The Iip31 molecules might enter the
endosomal/lysosomal compartment either directly from the TGN or by
internalization from the cell surface. The relative contributions of
these two routes for Iip31 is presently not known. Odorizzi et
al.(1994) estimate that more than 80% of hybrid molecules
containing the Iip31 cytoplasmic and transmembrane domains and the
transferrin receptor lumenal domain are delivered intracellularly from
the TGN to the endocytic pathway. For the CI-M6PR and CD-M6PR, which
contain tyrosine-based and di-leucine-based targeting motifs, mutation
or deletion of the di-leucine pair did not alter their internalization
rates, but drastically reduced correct sorting of lysosomal enzymes
(Lobel et al., 1989; Johnson and Kornfeld, 1992a). These
results suggest that di-leucine motifs mediate direct sorting of
CD-M6PR from the TGN to late endosomes. In this report and others
(Letourneur and Klausner, 1992; Ogata and Fukuda, 1994; Pieters et
al., 1993; Aiken et al., 1994), di-leucine-based motifs
were shown to mediate internalization from the cell surface. Moreover,
internalization of the CD4 molecule and of the CD3 -Tac hybrid is
likely to proceed via clathrin-coated pits (Pelchen-Matthews et
al., 1991; Letourneur and Klausner, 1992). Thus, it is likely that
the di-leucine motif is recognized at the TGN and at the cell surface.
This suggestion raises further questions. Are the proteins recognizing
the same di-leucine motifs at the TGN as at the cell surface? Are these
proteins the same as the adaptin complexes that recognize aromatic
residue-based internalization motifs (Glickman et al., 1989).

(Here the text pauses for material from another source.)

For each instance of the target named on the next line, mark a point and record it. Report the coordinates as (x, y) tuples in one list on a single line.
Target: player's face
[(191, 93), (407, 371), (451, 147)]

The results described here provide insight into the minimal
requirements for Iip31 internalization and endocytic targeting mediated
by its two di-leucine-based signals. Our results show that acidic
residues are required for targeting of Ii within the endosomal
compartment, that internalization is not determined solely by the
di-leucine-like pairs, and that nearby residues also contribute to
efficient internalization. If all di-leucine-based motifs are
recognized by the same targeting molecules, it is probable that a
common secondary structure exists. Future studies will determine the
validity of this hypothesis. The sequence requirements for the
di-leucine-based signals are strikingly different from the aromatic
residue-based signals, although parallels may yet exist between the
di-leucine-based motif structure and the aromatic residue-based motif
-turn or nascent
-helical structure. The discovery that
di-leucine-based signals responsible for internalization and endosomal
targeting involve a larger motif helps explain the specificity of the
molecular recognition events required for protein sorting.